The French legal system does not admit “revision pour impévision” as said in the judgement of principle Canal de Craponne. But this doctrine is challenged by Terré’s Draft and the Government’s Draft which are following the recent evolution of the PECL. Only the Avant-projet Catala keep with the French tradition. It is maybe distancing his self from his initial aim: becoming the reference tool for companies which are mainly using common law.
The English legal system is alike the French system by not allowing the judges to intervene on the contract and by preferring the parties to include hardship clauses in their agreements. That is what Lord Radcliffe said in Davis Contractors. Its characteristic is the doctrine of Frustration which applies only in cases of impossibility, illegality or when the contract becomes radically different. This doctrine applies rarely but its consequences are drastic.
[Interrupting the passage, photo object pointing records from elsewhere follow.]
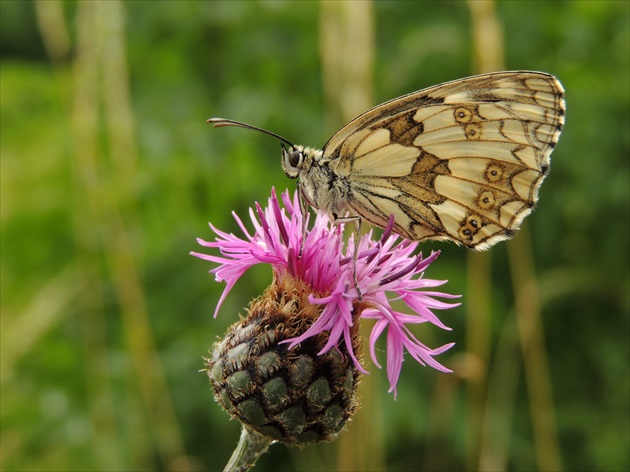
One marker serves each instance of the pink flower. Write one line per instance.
(386, 270)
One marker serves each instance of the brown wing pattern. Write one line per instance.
(461, 161)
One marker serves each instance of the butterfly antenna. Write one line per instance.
(218, 122)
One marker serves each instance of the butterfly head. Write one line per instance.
(293, 159)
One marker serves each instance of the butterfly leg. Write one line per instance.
(357, 221)
(304, 211)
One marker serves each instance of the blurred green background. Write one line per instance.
(109, 173)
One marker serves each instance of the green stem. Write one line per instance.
(250, 447)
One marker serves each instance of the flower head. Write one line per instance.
(386, 270)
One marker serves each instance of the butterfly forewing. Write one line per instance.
(461, 161)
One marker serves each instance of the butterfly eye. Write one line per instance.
(292, 161)
(295, 158)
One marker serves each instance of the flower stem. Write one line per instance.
(250, 447)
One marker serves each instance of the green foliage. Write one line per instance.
(72, 397)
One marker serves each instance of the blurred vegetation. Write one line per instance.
(109, 173)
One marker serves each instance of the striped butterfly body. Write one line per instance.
(461, 161)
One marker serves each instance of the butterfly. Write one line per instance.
(461, 161)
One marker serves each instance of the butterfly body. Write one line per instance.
(461, 161)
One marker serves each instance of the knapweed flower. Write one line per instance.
(386, 270)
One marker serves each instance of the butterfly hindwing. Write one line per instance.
(461, 161)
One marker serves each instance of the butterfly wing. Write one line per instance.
(461, 161)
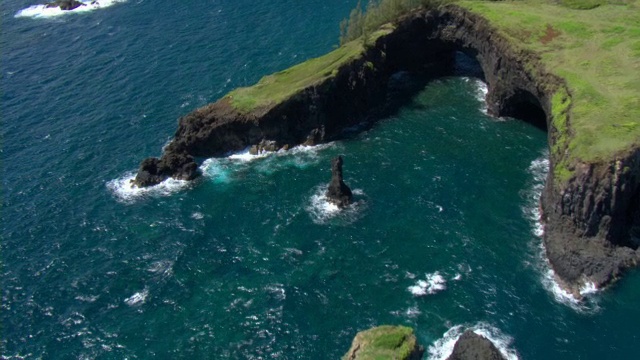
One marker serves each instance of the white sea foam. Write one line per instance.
(41, 11)
(481, 94)
(126, 192)
(443, 347)
(138, 298)
(323, 211)
(433, 283)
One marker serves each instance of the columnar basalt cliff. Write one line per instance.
(590, 216)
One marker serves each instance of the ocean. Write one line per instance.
(250, 261)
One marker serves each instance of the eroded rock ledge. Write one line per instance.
(590, 218)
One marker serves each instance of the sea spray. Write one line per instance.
(42, 11)
(442, 348)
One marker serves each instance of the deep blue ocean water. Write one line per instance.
(249, 262)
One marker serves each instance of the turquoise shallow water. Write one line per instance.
(248, 262)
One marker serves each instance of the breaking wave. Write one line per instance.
(124, 190)
(42, 11)
(322, 210)
(434, 283)
(442, 348)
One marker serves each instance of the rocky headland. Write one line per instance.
(591, 209)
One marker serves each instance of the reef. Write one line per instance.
(591, 210)
(471, 346)
(385, 342)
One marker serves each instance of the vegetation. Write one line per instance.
(275, 88)
(384, 342)
(597, 52)
(593, 44)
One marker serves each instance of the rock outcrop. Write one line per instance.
(471, 346)
(385, 342)
(338, 192)
(65, 4)
(589, 218)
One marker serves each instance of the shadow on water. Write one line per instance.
(404, 85)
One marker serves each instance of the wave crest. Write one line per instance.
(42, 11)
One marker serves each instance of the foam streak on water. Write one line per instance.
(442, 348)
(433, 283)
(41, 11)
(126, 192)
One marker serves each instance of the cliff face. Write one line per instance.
(593, 222)
(589, 217)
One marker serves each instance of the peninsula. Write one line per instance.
(571, 67)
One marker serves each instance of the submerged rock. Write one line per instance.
(471, 346)
(338, 192)
(153, 171)
(65, 4)
(385, 342)
(265, 146)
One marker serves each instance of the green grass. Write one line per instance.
(275, 88)
(593, 44)
(597, 52)
(386, 342)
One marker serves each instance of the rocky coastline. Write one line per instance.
(592, 216)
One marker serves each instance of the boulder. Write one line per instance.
(471, 346)
(264, 146)
(385, 342)
(338, 192)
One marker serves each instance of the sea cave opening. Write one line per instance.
(525, 106)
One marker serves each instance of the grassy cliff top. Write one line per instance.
(595, 46)
(275, 88)
(383, 342)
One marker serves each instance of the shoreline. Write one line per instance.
(588, 214)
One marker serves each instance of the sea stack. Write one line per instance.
(338, 192)
(471, 346)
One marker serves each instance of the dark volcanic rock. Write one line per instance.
(65, 4)
(338, 192)
(471, 346)
(591, 223)
(265, 146)
(589, 219)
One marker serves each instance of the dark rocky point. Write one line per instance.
(65, 4)
(471, 346)
(338, 192)
(266, 146)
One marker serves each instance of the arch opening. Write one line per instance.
(523, 105)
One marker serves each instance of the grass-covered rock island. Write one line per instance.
(572, 67)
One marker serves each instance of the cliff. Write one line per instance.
(591, 207)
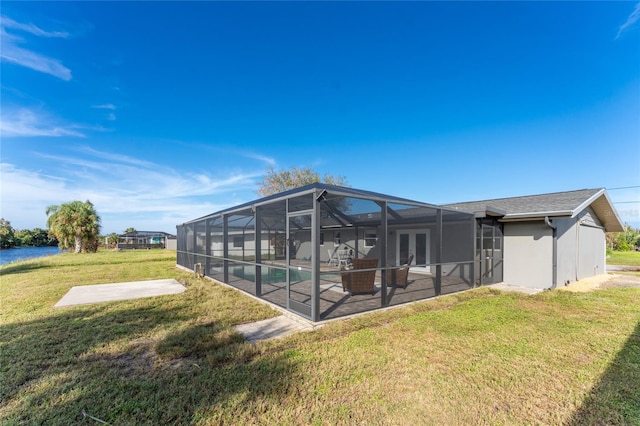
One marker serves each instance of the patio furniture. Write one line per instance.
(333, 258)
(344, 257)
(399, 277)
(360, 281)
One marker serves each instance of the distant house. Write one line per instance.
(324, 251)
(146, 240)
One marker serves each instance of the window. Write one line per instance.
(370, 238)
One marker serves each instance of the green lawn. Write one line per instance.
(480, 357)
(631, 258)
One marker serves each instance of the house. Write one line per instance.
(549, 240)
(306, 249)
(145, 240)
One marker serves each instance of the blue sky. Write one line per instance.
(163, 112)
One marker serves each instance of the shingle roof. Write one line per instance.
(568, 203)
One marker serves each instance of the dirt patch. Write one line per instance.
(619, 280)
(601, 282)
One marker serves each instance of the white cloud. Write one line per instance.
(7, 22)
(105, 106)
(11, 52)
(270, 161)
(26, 122)
(631, 20)
(125, 190)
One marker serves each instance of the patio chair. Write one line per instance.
(399, 277)
(360, 281)
(333, 258)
Its application entails disappearance of the contract not only revision as in German law.
In case of inflation a contract would not bring to an end as in French Law.
The German legal system is forged around the “doctrine of disappearance of the basis of the transaction” (Wegfall der Geschäftgrundlage) created by Oertmann. In 1922, the Reichsgericht invoke for the first time the unwritten clausula rebus sic stantibus in order to adapt the price agreed by the parties. Then on the 27th June 1922 the Reichsgericht recognizes judicial revision to rescission on the basis of Oertmann Theory). In the Bundesgerichtshof decision of the 16th of January 1953, the court will seek to adapt the contract equitably. The German reunification case renew the theory of disappearance but in regard of good faith in § 242 BGB.